Pensions contribute to economic growth through a range of pathways at household, community and national levels. Within households, they are used to invest in children, tackling stunting and enabling them to attend and perform well in school, thereby helping them become a more effective and productive workforce. Pensioners and their families use the cash they receive to invest in income generating activities while working age household members are better able to gain employment, increasing overall productivity of the labour force. They also enable households to recover their productivity more quickly following shocks.
Across communities, the injection of cash into markets can stimulate local economies, with significant multiplier effects. Many entrepreneurs can benefit from the increased economic activity in local markets and there is good evidence of traders, in particular, doing well. Others, including unemployed young people, can sell their labour to pensioners. In fact, in recent years, the districts where the SCG has been implemented have performed better than other districts across a range of indicators, including employment. Governments can also use the payment of pensions to encourage financial service providers to increase their presence in more remote parts of the country.

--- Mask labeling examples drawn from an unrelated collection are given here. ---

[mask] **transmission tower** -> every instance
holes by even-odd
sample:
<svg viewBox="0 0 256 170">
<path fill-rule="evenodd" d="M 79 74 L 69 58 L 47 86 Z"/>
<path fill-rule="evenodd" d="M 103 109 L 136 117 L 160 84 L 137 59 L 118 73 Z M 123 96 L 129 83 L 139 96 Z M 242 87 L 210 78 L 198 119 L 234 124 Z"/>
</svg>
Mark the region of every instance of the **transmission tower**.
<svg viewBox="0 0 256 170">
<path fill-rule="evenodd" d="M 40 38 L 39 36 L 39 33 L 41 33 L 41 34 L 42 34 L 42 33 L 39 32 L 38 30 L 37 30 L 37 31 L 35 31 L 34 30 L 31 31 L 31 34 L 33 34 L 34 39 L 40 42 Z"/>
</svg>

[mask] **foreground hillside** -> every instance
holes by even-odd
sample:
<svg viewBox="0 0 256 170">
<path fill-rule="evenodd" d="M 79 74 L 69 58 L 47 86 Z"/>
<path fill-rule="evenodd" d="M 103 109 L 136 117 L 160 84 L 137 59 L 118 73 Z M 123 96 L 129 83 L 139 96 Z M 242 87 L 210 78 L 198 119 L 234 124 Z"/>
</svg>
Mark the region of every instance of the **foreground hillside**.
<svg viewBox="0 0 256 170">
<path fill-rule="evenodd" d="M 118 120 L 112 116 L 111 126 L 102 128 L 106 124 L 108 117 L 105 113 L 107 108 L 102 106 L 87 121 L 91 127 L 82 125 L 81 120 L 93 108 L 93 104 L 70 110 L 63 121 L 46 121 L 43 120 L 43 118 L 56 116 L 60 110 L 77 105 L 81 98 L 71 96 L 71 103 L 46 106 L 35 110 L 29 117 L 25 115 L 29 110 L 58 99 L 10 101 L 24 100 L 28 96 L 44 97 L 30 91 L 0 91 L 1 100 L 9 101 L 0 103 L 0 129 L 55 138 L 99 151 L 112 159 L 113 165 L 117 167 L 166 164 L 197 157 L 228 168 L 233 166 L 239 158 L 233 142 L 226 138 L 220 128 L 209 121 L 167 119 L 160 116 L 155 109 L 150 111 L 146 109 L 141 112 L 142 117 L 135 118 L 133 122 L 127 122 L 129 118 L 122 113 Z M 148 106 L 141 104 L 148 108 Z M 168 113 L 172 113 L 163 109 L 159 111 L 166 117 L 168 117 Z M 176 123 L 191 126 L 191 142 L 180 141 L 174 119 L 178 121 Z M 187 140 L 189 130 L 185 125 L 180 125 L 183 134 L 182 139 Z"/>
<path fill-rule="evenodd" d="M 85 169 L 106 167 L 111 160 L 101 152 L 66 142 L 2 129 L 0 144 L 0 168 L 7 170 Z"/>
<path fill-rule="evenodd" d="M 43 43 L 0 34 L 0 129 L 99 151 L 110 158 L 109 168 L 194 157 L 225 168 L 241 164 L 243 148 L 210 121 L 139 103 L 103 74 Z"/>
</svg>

At national level, the increased consumption and demand generated by people spending their pensions can be a significant stimulus to national economies, bringing benefits to business. Inclusive pensions can strengthen social cohesion, generating more peaceful and equitable societies and building an improved investment climate. Universal tax-financed pensions can also underpin contributory schemes, helping them grow their funds and offering resources for large investments in the economy. Furthermore, as the IMF argues, high levels of inequality can hinder growth and old age pensions have proven to be a key
tool in reducing inequality.
Therefore, the SCG could play a major role in generating economic growth across Uganda, as well as ensuring that the benefits of growth are shared. It is imperative that it is rolled out nationally as soon as possible so that the country can derive the maximum economic, social and political benefits. A national old age pension for everyone aged 65 years and above would cost no more than 0.4 percent of GDP but the impacts would be very significant, ensuring that every Ugandan lives his or her final years in dignity while enhancing the productivity of the labour force and benefiting entrepreneurs nationwide.